Nigerian Telecom Operators Slash 383 Jobs as Operating Costs Skyrocket 85% Due to Inflation and Forex Crisis
Nigeria’s vital telecommunications sector is facing severe headwinds as the combined pressures of rising inflation and critical foreign exchange (forex) woes have forced operators to significantly cut operational costs, leading to job losses. Data from the Nigerian Communications Commission (NCC) confirms that the industry’s total workforce was reduced by 383 employees in one year.
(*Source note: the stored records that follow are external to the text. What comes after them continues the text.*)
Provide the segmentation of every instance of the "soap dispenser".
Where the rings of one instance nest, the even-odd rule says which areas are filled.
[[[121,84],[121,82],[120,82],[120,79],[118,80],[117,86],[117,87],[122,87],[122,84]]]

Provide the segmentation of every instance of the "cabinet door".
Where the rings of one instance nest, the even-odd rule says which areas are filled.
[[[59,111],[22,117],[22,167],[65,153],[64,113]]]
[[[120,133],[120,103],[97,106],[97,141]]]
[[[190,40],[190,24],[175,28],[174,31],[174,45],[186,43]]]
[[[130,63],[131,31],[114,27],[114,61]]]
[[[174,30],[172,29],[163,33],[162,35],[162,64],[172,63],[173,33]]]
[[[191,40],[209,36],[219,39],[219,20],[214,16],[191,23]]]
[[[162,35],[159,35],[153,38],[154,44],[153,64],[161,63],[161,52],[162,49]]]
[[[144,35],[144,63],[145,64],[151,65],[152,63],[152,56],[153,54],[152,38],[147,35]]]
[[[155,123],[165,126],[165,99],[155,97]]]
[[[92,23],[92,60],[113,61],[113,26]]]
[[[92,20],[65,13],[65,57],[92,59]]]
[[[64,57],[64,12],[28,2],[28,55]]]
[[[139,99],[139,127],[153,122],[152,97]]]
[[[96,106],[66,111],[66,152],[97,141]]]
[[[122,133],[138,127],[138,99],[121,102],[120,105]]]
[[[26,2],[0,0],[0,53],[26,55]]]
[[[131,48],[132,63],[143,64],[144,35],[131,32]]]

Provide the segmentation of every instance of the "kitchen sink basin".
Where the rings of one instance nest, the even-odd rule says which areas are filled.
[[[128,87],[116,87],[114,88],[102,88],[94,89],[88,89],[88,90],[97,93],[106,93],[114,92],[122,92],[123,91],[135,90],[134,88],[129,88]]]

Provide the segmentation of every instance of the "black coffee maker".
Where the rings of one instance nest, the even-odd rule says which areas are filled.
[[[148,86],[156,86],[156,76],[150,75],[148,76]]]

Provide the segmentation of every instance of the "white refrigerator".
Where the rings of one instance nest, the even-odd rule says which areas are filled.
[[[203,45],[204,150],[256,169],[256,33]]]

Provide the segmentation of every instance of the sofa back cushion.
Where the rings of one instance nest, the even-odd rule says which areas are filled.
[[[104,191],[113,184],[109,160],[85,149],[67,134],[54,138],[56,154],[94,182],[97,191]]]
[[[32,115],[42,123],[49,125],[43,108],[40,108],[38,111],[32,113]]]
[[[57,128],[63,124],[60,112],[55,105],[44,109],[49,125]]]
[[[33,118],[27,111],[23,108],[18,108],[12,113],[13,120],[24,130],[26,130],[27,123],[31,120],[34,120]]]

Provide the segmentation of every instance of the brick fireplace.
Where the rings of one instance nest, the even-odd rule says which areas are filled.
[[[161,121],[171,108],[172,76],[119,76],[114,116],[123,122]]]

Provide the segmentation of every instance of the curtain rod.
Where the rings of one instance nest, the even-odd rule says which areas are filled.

According to the NCC’s 2023 and 2024 Year-End Performance Reports, the industry’s total staff strength across licensed operators fell from 17,882 workers in December 2023 to 17,499 workers by December 2024. This reduction occurred as the industry grappled with an astonishing 85.35% year-on-year increase in operating expenses, which surged from ₦3.16 trillion to ₦5.85 trillion within the same period.
The NCC attributed the skyrocketing expenditure to macroeconomic challenges, primarily high energy costs required to power base stations, persistent inflationary pressure, and the difficulty in accessing forex needed to import crucial network equipment and technology upgrades.
GSM and ISP Segments Hit Hardest
A breakdown of the employment figures shows that the workforce reduction was concentrated in the key market segments. GSM operators led the cuts, shedding staff from 7,212 to 6,658. Internet Service Providers (ISPs) and Value-Added Service (VAS) providers also saw notable workforce reductions as they sought to optimize operations against the difficult economic backdrop.
The job cuts underscore a challenging period for the sector, which, despite recording high revenue growth (44.70% in 2024), saw its profitability severely eroded by the astronomical rise in costs. Telecom operators have persistently complained that delayed and inadequate tariff hikes have left them unable to maintain, expand, or modernize their networks, ultimately placing the sustainability of the entire sector at risk.
The NCC report noted that even though the commission secured zero Right-of-Way (RoW) fees in some states, operators continue to struggle with multiple taxation and the harsh microeconomic environment, necessitating drastic measures like workforce reduction to stay afloat.